Research to build knowledge on films, audiovisuals, and other related subjects.
3.
Offer public service for education and research on films while encouraging and promoting the use of films to its utmost potential.
Among the films available for viewing on the Thai Film Archive YouTube channel is Santi-Vina.
News reports announced in 2016 the rediscovery of Santi-Vina, a long lost Thai classic film from 1954. The first Thai film to be shot in colour on 35mm, Santi-Vina was directed by Thavi Na Bangchang (or Marut) and produced by Hanuman Production. It tells the story of a blind man called Santi and his lover Vina, a fearless young woman who will do anything to defy prejudices and be with the man she loves. On 15 July 2016, the Thai Film Archive hosted a screening of Santi-Vina, the negative prints of which were thought to be lost before they were discovered at the British Film Institute in London two years before. After a lengthy restoration process at a laboratory in Italy and a world premiere at the Cannes Film Festival, Santi-Vina was finally seen again in Thailand.
Santi-Vina was also shown at SF World Cinema CentralWorld.
One reviewer from Singapore offered the opinion:
With characters speaking in clipped, measured dialogue, perhaps a hallmark of vintage cinema, director Thavi Na Bangchang, gives the audience an economical rendition of a Thai version of Romeo and Juliet. Told with simplicity and a delicately-curated montage of village rituals against the gawking at nature, graceful fields and majestic limestone cave formations, the film in its meticulously-graded form, is a quiet spectacle to behold.
However, far beyond exuding the appeal of an ornate museum relic, the film packs a subliminal Buddhist wisdom that knocks at the consciousness of the more contemporary minds that were gathered in the cinema watching it today. Running in parallel to the doomed romance between Santi and Vina is Santi’s rocky road to religious enlightenment. The film has wisely woven together seemingly disparate elements to tell a story about karma and destiny. These include Santi’s blindness, battling love rivals, the distraction of romance against peace in practising Buddhism and falling rocks in the cave where Santi lived with the abbot. Petrified at first by the sound of the falling rubble, Santi lives to accept the abbot’s explanation that this is normal and one can learn to ‘filter out’ this disturbance in his daily life. With deliberate strokes, the falling rocks are actually planted as a major plot lever which gives the audience a certain moment of epiphany towards the end…

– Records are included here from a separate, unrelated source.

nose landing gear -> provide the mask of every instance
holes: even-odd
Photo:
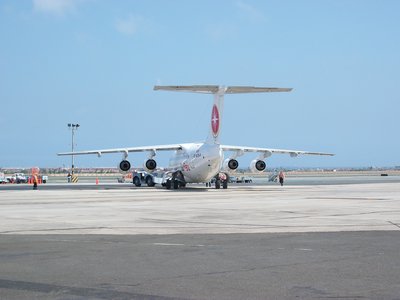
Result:
[[[183,177],[182,172],[180,171],[173,173],[172,177],[168,178],[167,181],[165,182],[165,187],[167,188],[167,190],[170,190],[171,188],[177,190],[185,186],[186,186],[186,181],[185,178]]]
[[[229,176],[225,173],[219,173],[215,176],[215,188],[218,190],[221,188],[227,189],[228,188],[228,180]]]

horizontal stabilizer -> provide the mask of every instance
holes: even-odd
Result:
[[[154,86],[155,91],[193,92],[204,94],[244,94],[290,92],[291,88],[254,87],[254,86],[218,86],[218,85],[167,85]]]

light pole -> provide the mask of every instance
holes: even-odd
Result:
[[[80,125],[79,124],[72,124],[72,123],[68,123],[68,128],[70,128],[71,129],[71,131],[72,131],[72,145],[71,145],[71,148],[72,148],[72,162],[71,162],[71,175],[73,176],[74,175],[74,135],[75,135],[75,130],[77,130],[78,129],[78,127],[79,127]]]

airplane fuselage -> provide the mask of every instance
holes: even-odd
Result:
[[[221,169],[223,151],[218,144],[182,144],[169,161],[171,169],[182,170],[186,182],[208,182]]]

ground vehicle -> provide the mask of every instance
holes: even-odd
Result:
[[[22,173],[15,173],[13,176],[8,177],[7,180],[11,183],[27,183],[28,177]]]
[[[4,173],[0,173],[0,184],[7,183],[7,179],[4,176]]]
[[[135,186],[139,187],[142,183],[147,184],[147,186],[154,186],[154,177],[152,174],[145,171],[135,171],[132,173],[132,182]]]

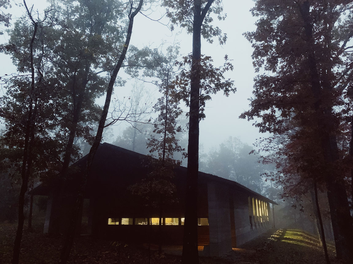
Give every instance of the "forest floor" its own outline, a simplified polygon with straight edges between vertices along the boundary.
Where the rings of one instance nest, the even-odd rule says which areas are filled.
[[[11,263],[16,225],[0,223],[0,264]],[[60,238],[41,233],[39,230],[24,231],[20,263],[48,264],[58,263]],[[148,250],[145,245],[93,239],[81,236],[75,240],[69,263],[98,264],[146,264]],[[154,246],[152,248],[155,249]],[[178,248],[165,248],[159,256],[151,251],[150,263],[180,263],[180,256],[167,253]],[[334,248],[328,245],[332,264],[341,263],[335,258]],[[178,253],[178,252],[176,252]],[[179,253],[180,252],[179,252]],[[272,264],[325,263],[323,251],[316,237],[298,230],[273,230],[220,257],[200,257],[202,264]]]

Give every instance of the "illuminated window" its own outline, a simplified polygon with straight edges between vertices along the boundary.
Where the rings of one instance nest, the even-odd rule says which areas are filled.
[[[179,218],[164,218],[165,224],[168,226],[177,226],[179,224]]]
[[[262,214],[261,213],[261,201],[260,200],[259,200],[259,216],[260,217],[260,221],[261,221],[261,223],[262,223]]]
[[[255,209],[255,198],[253,197],[252,199],[251,199],[252,200],[252,216],[254,219],[254,223],[255,224],[255,227],[257,228],[257,226],[256,226],[256,222],[257,222],[257,219],[256,216],[256,212]]]
[[[256,216],[257,216],[257,222],[260,222],[260,214],[259,213],[259,203],[257,200],[257,198],[255,200],[255,203],[256,205]],[[259,224],[259,226],[260,224]]]
[[[159,218],[154,218],[151,219],[151,225],[159,225]]]
[[[266,215],[267,218],[267,221],[268,222],[269,221],[269,220],[268,219],[268,205],[269,206],[269,205],[268,204],[268,203],[266,203],[265,205],[266,205]]]
[[[148,218],[135,218],[135,224],[145,225],[147,224]]]
[[[119,225],[119,218],[108,218],[108,225]]]
[[[132,218],[121,218],[121,225],[132,225]]]
[[[262,221],[265,222],[266,218],[265,217],[265,206],[264,205],[264,201],[261,200],[261,210],[262,210]]]
[[[250,221],[250,226],[252,230],[252,207],[251,206],[251,198],[249,196],[247,198],[247,203],[249,206],[249,219]]]
[[[208,226],[208,218],[198,218],[197,224],[199,226]]]

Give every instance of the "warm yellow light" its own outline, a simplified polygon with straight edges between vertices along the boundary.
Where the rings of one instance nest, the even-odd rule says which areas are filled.
[[[198,224],[199,226],[208,226],[208,218],[198,218]]]
[[[151,225],[159,225],[159,218],[154,218],[151,219]]]
[[[164,219],[166,225],[177,226],[179,224],[179,218],[165,218]]]
[[[132,225],[132,218],[121,218],[121,225]]]
[[[119,225],[119,218],[108,218],[108,225]]]

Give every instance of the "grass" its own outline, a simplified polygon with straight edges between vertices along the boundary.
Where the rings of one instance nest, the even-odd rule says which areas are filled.
[[[0,263],[11,263],[12,247],[16,225],[0,223]],[[41,233],[39,229],[24,233],[20,263],[26,264],[57,263],[61,238]],[[339,264],[335,258],[334,247],[329,244],[332,264]],[[148,251],[139,245],[94,239],[81,237],[75,241],[69,263],[149,263]],[[152,251],[151,264],[176,264],[181,257],[163,254],[160,257]],[[325,263],[323,250],[318,239],[311,235],[297,230],[273,230],[234,249],[221,257],[200,258],[201,264],[289,264]]]

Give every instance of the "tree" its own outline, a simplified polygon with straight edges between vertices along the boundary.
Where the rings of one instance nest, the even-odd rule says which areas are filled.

In telling Santi’s story of a religious awakening, director Thavi artfully turns the royal flush he has in his poker deck in a subtle yet beguiling reveal. The film is delicately balanced between scenes that advance the narrative and scenes that enrich the spirituality and recapitulate an overall sense of the beauty in the laws of nature. In between family conversations and heated fights are extended takes on the gleaming Buddha statues in the cave, glorious sunsets and close-ups on the glacial sailing by of candy-hued ‘Krathongs’ (ornately-decorated offerings) during the Loy Krathong festival. The meditative is interwoven with the depictive and the real messages reside in between the lines – spoken lines and visual lines.
Watching Santi-Vina is as much a spiritual experience as it is a visually gratifying feast for lovers of the rich hues of vintage cinema… The film’s journey to restoration is in itself a cornerstone to the film’s significance and why it warrants some reverence. The restored copy was in fact assembled from recently-discovered sound negatives in the British archives and film reels from China and Russia. If the film’s approximate duration of two hours seems a sermon too long, be assured the one will emerge from it gleefully enlightened.